Predictions ( $w=[-1,-1]$ ):
$\hat{y}_1 = [-1, -1]\cdot[1, -1] = 0$ $\hat{y}_2 = [-1, -1]\cdot[-1, -1] = 2$
Gradient Calculation:
$\text{Data term grad} = (0-0)x_1 + (2-1)x_2 = x_2 = [-1, -1]^T$ $\text{Reg term grad} = 2(1)[-1, -1]^T = [-2, -2]^T$ $\nabla L = [-1, -1] + [-2, -2] = [-3, -3]^T$
Update:
$w^{(2)} = w^{(1)} - \eta \nabla L = [-1, -1] - 1[-3, -3] = [2, 2]^T$

Final State:

Weight Vector: $w = [2, 2]^T$
Final Loss:
- $\hat{y}_1 = [2, 2]\cdot[1, -1] = 0 \implies (0-0)^2 = 0$ .
- $\hat{y}_2 = [2, 2]\cdot[-1, -1] = -4 \implies (-4-1)^2 = 25$ .
- Data Loss: $\frac{1}{2}(25) = 12.5$ .
- Reg Loss: $1 \cdot (2^2+2^2) = 8$ .
- Total: 20.5

Gradient Descent (4 pts)

Suppose you are training a linear regression model on a small dataset using gradient descent. Consider the following two separate scenarios:

(a) (2 pts) The training loss is oscillating and even increasing. What is the likely cause, and how would you address it?
(b) (2 pts) After 1,000 iterations, the training loss is still decreasing at a steady rate. What does this suggest, and how would you address it?

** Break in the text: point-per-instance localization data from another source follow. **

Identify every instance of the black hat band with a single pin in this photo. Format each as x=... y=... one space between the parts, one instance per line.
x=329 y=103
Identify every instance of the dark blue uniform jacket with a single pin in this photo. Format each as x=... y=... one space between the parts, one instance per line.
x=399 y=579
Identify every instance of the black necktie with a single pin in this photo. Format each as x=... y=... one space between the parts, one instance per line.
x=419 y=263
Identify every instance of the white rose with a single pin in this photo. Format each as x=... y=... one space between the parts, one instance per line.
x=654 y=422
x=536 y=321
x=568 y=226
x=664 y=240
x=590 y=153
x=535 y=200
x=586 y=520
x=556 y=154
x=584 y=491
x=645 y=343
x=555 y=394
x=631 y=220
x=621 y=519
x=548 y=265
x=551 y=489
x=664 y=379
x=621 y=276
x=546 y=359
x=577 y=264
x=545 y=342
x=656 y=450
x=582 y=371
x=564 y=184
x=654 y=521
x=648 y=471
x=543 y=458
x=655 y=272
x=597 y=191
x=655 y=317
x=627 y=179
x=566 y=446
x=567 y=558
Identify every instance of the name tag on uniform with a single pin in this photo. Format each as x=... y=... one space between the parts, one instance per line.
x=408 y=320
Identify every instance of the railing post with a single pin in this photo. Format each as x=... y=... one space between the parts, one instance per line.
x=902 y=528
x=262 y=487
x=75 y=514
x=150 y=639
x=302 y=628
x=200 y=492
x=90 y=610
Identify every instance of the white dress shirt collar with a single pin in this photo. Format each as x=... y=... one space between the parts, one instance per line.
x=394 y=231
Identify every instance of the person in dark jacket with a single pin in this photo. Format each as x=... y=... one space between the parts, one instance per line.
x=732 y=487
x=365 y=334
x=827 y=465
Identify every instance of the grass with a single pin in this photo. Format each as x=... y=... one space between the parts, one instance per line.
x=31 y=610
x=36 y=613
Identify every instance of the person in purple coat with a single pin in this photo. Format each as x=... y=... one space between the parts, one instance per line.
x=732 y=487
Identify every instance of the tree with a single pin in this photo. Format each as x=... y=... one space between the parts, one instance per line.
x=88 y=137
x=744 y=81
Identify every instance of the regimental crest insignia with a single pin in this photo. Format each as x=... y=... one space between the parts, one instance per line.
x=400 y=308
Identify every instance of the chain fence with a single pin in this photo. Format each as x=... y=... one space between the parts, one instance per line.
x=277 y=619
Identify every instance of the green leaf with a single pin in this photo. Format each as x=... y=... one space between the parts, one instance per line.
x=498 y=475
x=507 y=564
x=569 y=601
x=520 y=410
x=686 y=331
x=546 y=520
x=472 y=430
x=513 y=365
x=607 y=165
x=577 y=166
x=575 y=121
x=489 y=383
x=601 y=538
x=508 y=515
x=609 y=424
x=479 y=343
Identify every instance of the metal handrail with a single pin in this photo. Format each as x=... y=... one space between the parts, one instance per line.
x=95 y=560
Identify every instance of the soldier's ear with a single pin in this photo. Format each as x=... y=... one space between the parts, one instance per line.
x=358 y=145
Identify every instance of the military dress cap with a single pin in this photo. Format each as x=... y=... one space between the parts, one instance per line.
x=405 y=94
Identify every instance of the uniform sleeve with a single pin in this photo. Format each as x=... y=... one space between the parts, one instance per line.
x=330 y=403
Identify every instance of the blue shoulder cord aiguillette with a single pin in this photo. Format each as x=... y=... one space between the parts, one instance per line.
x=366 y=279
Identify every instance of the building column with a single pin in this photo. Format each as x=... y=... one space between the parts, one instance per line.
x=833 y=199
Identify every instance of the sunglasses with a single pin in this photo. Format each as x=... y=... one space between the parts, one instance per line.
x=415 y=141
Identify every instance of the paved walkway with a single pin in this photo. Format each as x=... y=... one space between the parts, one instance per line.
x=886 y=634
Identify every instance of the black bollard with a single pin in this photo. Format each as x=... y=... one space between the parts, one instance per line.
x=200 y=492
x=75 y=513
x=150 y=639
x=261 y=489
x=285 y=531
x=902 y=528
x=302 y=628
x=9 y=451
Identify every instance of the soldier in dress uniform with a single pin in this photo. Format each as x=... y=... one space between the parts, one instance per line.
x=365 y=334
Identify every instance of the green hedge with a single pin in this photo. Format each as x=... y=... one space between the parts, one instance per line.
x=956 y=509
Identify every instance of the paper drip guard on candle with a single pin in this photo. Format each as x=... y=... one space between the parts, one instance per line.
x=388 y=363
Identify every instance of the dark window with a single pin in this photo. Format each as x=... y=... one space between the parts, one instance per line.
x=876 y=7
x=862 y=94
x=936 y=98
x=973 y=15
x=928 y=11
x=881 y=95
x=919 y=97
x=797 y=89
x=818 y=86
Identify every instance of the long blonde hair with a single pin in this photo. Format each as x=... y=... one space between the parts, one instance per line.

(a) Loss oscillating/increasing

Cause: The learning rate (step size $\alpha$ ) is too large. The updates overshoot the minimum, causing divergence.
Fix: Decrease the learning rate.

(b) Slow decrease after 1000 iterations

Cause: The learning rate is too small. The model is converging, but steps are tiny, wasting computational resources.
Fix: Increase the learning rate (cautiously).